Я бросился в хату. Но в это мгновение разом рухнула вся крыша. Хаты не стало. Бешено пылал и ревел огромный пожар… Этот звук делался все сильнее и переходил в настойчивый резкий звон.
Я проснулся. Было девять часов утра. Неистово звонил телефон.
— Алло!
— Вы, Василий Витальевич?.. Говорит Шингарев… Надо ехать в Думу. Началось.
— Что такое?
— Началось… получен указ о роспуске Думы… В городе волнение. Надо спешить. Занимают мосты. Мы можем не добраться. Мне прислали автомобиль. Приходите сейчас ко мне. Поедем вместе…
— Иду…
Это было 27 марта 1917 года. Уже несколько дней мы жили на вулкане… Извержение началось. Улица заговорила.
* * *
Накануне поздно вечером, когда М. В. Родзянко вернулся к себе на квартиру, он нашел на письменном столе следующий указ. Уже отпечатанный:
«На основании статьи 99 Основных государственных законов, повелеваем: занятия Государственной Думы и Государственного Совета прервать 26 февраля сего года и назначить срок их возобновления не позднее 1917 года, в зависимости от чрезвычайных обстоятельств. Правительствующий Сенат не оставит к исполнению сего учинить надлежащее распоряжение.
На подлинном собственною Его Императорского Величества рукою написано: Николай.
В царской Ставке 25 февраля 1917 года.
Скрепил: председатель Совета Министров князь Николай Голицын».
Это был последний царский указ. Это был конец Думы. Трагическая борьба Царя с Думой закончилась.
* * *
Еще одно, последнее сказанье —
И летопись окончена моя…
. .
На старости я сызнова живу,
Минувшее проходит предо мною —
Давно ль оно неслось, событий полно,
Волнуяся, как море-окиян?
Итак, finita la comedia (представление окончено).
Кораблекрушение свершилось. Государственный корабль затонул, а с ним как его законодательный орган прекратила свое существование и Государственная Дума.

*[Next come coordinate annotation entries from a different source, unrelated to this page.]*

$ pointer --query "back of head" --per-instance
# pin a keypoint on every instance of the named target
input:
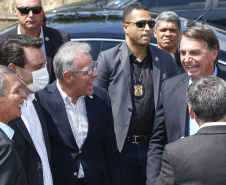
(204, 33)
(128, 10)
(67, 55)
(3, 71)
(207, 98)
(168, 16)
(11, 50)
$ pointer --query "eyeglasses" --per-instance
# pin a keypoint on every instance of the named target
(142, 23)
(26, 10)
(88, 71)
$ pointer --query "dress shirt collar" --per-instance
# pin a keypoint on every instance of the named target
(66, 98)
(213, 124)
(214, 74)
(7, 130)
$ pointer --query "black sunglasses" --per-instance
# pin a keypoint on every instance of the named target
(142, 23)
(26, 10)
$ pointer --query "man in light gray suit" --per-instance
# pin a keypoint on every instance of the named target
(132, 72)
(200, 159)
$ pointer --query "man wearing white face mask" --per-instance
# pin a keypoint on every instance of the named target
(24, 55)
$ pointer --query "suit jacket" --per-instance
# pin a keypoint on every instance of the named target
(171, 120)
(53, 40)
(115, 76)
(26, 149)
(11, 169)
(99, 146)
(198, 159)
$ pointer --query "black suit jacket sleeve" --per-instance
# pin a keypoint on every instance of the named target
(167, 174)
(157, 142)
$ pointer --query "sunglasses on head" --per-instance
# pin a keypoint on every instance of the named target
(142, 23)
(26, 10)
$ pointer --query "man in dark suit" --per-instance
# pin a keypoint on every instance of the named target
(132, 73)
(80, 123)
(199, 49)
(11, 96)
(24, 55)
(167, 33)
(29, 14)
(200, 159)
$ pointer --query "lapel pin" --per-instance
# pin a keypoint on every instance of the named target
(156, 59)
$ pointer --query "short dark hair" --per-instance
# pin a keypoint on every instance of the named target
(3, 71)
(204, 33)
(12, 49)
(168, 16)
(129, 8)
(207, 97)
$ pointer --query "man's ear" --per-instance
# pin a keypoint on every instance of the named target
(191, 112)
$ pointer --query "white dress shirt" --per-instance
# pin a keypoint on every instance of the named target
(32, 122)
(77, 117)
(41, 36)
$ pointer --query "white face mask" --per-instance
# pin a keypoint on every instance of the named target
(40, 79)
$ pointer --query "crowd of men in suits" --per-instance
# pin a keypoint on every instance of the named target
(111, 122)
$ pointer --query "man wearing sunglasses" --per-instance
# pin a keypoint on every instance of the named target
(80, 123)
(132, 72)
(29, 14)
(167, 33)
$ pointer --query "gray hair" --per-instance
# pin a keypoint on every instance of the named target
(168, 16)
(4, 70)
(67, 55)
(207, 97)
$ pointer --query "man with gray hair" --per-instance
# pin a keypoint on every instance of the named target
(24, 55)
(11, 96)
(79, 119)
(167, 33)
(200, 159)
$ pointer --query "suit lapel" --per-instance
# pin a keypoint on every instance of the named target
(61, 120)
(18, 122)
(182, 103)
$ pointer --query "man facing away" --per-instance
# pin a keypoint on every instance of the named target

Через два месяца после Февральской революции, 27 апреля 1917 года, в соединенном заседании оставшихся депутатов четырех Дум я говорил:
«Не скажу, чтобы вся Дума целиком желала революции. Это было бы неправдой… Но даже не желая этого, мы революцию творили… Нам от этой революции не отречься, мы с ней связались, мы с ней спаялись и несем за это моральную ответственность».
Этими словами я заканчиваю повествование об одной величайшей для меня трагедии в истории человечества.
Теперь на месте бывшей Российской Империи возникла и развивается новая жизнь. Мне уже девяносто восемь лет. Я ухожу в иной мир, посылая привет и завет живущим. Учитесь на уроках прошлого. Не совершайте тех ошибок, которые совершили мы. А о том, что тлен и прах, не заботьтесь. Пусть мертвые хоронят мертвых. Вы же, живые, сохраните живой живую душу!